FIRENZE (CANZONE TRISTE) – L’umanità ha avuto la fortuna di assistere nel 1972 alla nascita di Rui Costa e soprattutto diciotto anni più tardi lo ha visto indossare la prima maglia da professionista nel Fafe e poi l’amato Benfica. In Portogallo è una spanna sopra a tutti, indi per cui arriva la chiamata da Firenze. Firenze è città d’arte, questo dovete saperlo, e in uno dei posti più belli del mondo uno come Rui non può non esaltarsi: giunge alla Fiorentina nel 1994 e parte nel 2001, in questi sette anni vince due Coppe Italia e una Supercoppa Italiana ma soprattutto incanta. Il Franchi batte il record mondiale di tifosi rimasti a bocca aperta, pensate che per quasi tutta la sua carriera viola ha fatto coppia con Gabriel Omar Batistuta e rimarrete estasiati. E’ riuscito a mandare in gol anche gente come Leandro Amaral oppure Balbo a sessant’anni, disegnando parabole perfette per i piedi e le teste dei compagni, preferendo sempre alla soluzione finale l’assist smarcante o la verticalizzazione. A Firenze è amato da tutti, con i fiorentini instaura un rapporto che in pochi giocatori nel capoluogo toscano sono riusciti ad avere. Se nei bar vicini allo stadio o anche nella periferia fiorentina nominate Rui Costa otterrete subito l’attenzione inebriata del vostro interlocutore.

SENTIRSI INNAMORATI A MILANO – Le storie belle sono belle perché non sono eterne, quindi con la Fiorentina sull’orlo del baratro Manuel è costretto quasi a passare al Milan, dove vince tutto in cinque stagioni ma soffre più di un problema: infortuni vari, il dualismo con Kakà – avessi detto Birsa -, l’arrivo di Rivaldo, la scarsa vena realizzativa. Tutte fandonie perché quando è stato chiamato in causa (a proposito, mai un lamento per le decisioni del mister Ancelotti), ed è stato chiamato in causa più di quanto possa sembrare, ha fatto quello che gli è riuscito meglio: con la chewing-gum in bocca, l maglia fuori dai pantaloncini e i calzini leggermente arrotolati, Rui Costa ha deliziato San Siro, che riconoscente ha sfiorato il già citato record del Franchi. memorabile la verticalizzazione di quaranta metri per Shevchenko in Milan – Real Madrid del 2002-03, ma sono tante le cose per cui Rui andrebbe ricordato, come il modo vellutato di calciare il pallone d’interno, l’andatura claudicante ma efficace, la straordinaria abilità nel saltare l’avversario.
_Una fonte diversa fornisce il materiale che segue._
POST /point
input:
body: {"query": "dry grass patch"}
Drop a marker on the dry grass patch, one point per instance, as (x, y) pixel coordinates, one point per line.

Si poteva subire un tunnel dal portoghese e nemmeno accorgersene. Rui Costa aveva un radar nella testa, capace di trovare il compagno prima di chiunque altro, riusciva ad essere in vantaggio di un secondo sull’avversario e badate bene che quel secondo lì è sempre stato decisivo.

LORD RUI – Poi venne l’addio al Milan, il ritorno al Benfica e nel 2008 il lutto mondiale del suo ritiro dai campi di calcio. Rui Costa ha lasciato tracce di straordinaria abilità calcistica, in Italia non c’è difensore che non abbia ubriacato o compagno di squadra che non abbia mai sfruttato un suo assist, ma soprattutto è riuscito a farsi amare da tutti, dai tifosi e dai colleghi. Due eventi sono significativi, quando da ex è tornato prima al Franchi in un Fiorentina – Milan e poi al Meazza in un Milan – Benfica ed è sempre stato accolto con uno scroscio di applausi e cori assordanti. Un signore, forse sarà un termine abusato ma comunque è quello che più calza a pennello al portoghese. Fuori e dentro il campo è stato un esempio di sportività, capace di tirare fuori un gol anche nelle situazioni più impensabili con un tocco in verticale o il suo tacco tipico, non colpendo direttamente il pallone con la parte posteriore del piede ma accarezzando la palla con l’interno basso e mandando la gamba indietro come in un passo di danza. Il numero dieci è stato azzeccato per poche persone, Rui Costa senza alcun dubbio è una di queste.